In 2003, at least three people were killed by an unidentified animal in a remote area of Malawi. 16 others were badly injured. While officials believe that the animal was a rabid hyena, both eyewitness accounts and expert analysis have thrown that theory into question.

Attacks on villagers in Dowa district are thought to have begun early March 2003. While Dowa is only around 60 miles from the capital city of Lilongwe, many areas are sparsely populated and mountainous. Officials from the Parks and Wildlife department first received word of the attacks from villagers fleeing their homes to seek refuge at a community hall at district headquarters. In total, more than 4,000 people fled from four mountain villages.

They brought with them stories of a large, aggressive animal that was actively hunting people in the region. Two elderly women and a toddler had been killed by the creature, in each case their skulls crushed and both their intestines and genitals consumed. Many of the 16 people that had survived attacks had extremely severe injuries, including missing legs and hands. At least one woman’s face had been partially torn off, while two other victims were blinded.

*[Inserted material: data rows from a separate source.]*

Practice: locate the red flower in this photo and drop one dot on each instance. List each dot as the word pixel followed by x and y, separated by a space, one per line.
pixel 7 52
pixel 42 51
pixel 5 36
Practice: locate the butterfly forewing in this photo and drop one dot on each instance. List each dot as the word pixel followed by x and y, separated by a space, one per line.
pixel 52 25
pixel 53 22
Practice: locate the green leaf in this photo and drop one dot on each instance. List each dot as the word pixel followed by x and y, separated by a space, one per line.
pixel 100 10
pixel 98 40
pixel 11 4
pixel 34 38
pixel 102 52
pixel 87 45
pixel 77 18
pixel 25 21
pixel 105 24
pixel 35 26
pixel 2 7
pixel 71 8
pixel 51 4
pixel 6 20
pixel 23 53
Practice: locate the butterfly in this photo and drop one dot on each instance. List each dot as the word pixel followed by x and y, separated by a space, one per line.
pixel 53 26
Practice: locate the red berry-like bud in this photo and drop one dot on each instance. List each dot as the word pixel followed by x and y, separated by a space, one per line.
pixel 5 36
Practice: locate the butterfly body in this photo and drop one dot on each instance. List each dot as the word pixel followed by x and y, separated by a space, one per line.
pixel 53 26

This was the second time in less than a year that an aggressive, unidentified animal had terrorised the district, with attacks the previous August resulting in five deaths and 20 maimings. On that occasion, the animal was eventually killed by a joint patrol of game rangers and paramilitary police. While officials identified it as a hyena, some witnesses disputed this, stating that it did not possess the underdeveloped back limbs that give spotted hyena their characteristic gait and sloping back.

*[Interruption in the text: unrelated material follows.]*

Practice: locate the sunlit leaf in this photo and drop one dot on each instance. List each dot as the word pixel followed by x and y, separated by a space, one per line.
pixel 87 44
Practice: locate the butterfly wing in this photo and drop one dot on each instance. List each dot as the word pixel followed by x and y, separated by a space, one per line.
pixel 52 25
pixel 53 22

A spotted hyena, showing the distinctive sloped back that witnesses claim the Malawi Terror Beast did not possess. Image: Thomas Fuhrmann

Some villagers believed that the nature of the attacks, often badly maiming victims but leaving them alive, did not resemble those of a predator. Instead, they felt the attacks demonstrated a level of deliberate malice.

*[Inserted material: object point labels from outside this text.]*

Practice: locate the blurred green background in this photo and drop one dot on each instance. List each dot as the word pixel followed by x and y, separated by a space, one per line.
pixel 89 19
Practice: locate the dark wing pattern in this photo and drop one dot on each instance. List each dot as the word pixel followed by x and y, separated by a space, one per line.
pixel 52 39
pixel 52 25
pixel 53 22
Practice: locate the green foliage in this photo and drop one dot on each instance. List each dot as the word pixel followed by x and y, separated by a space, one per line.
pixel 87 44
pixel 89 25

After an investigation into the 2003 attacks, park officials concluded that they were likely again the work of a hyena. However, in this case the animal was never captured or killed, and animal experts have questioned the likelihood of a lone hyena aggressively attacking entire villages of people. One witness, the son of a man hospitalised by the animal, stated his belief that the creature was supernatural in nature, the same animal that had been killed a year earlier resurrected to exact its revenge.

A week after fleeing their homes, many of the villagers returned home under armed guard. Despite an intensive hunt by park rangers, supported by police officers and soldiers, the animal responsible for the attacks was never found.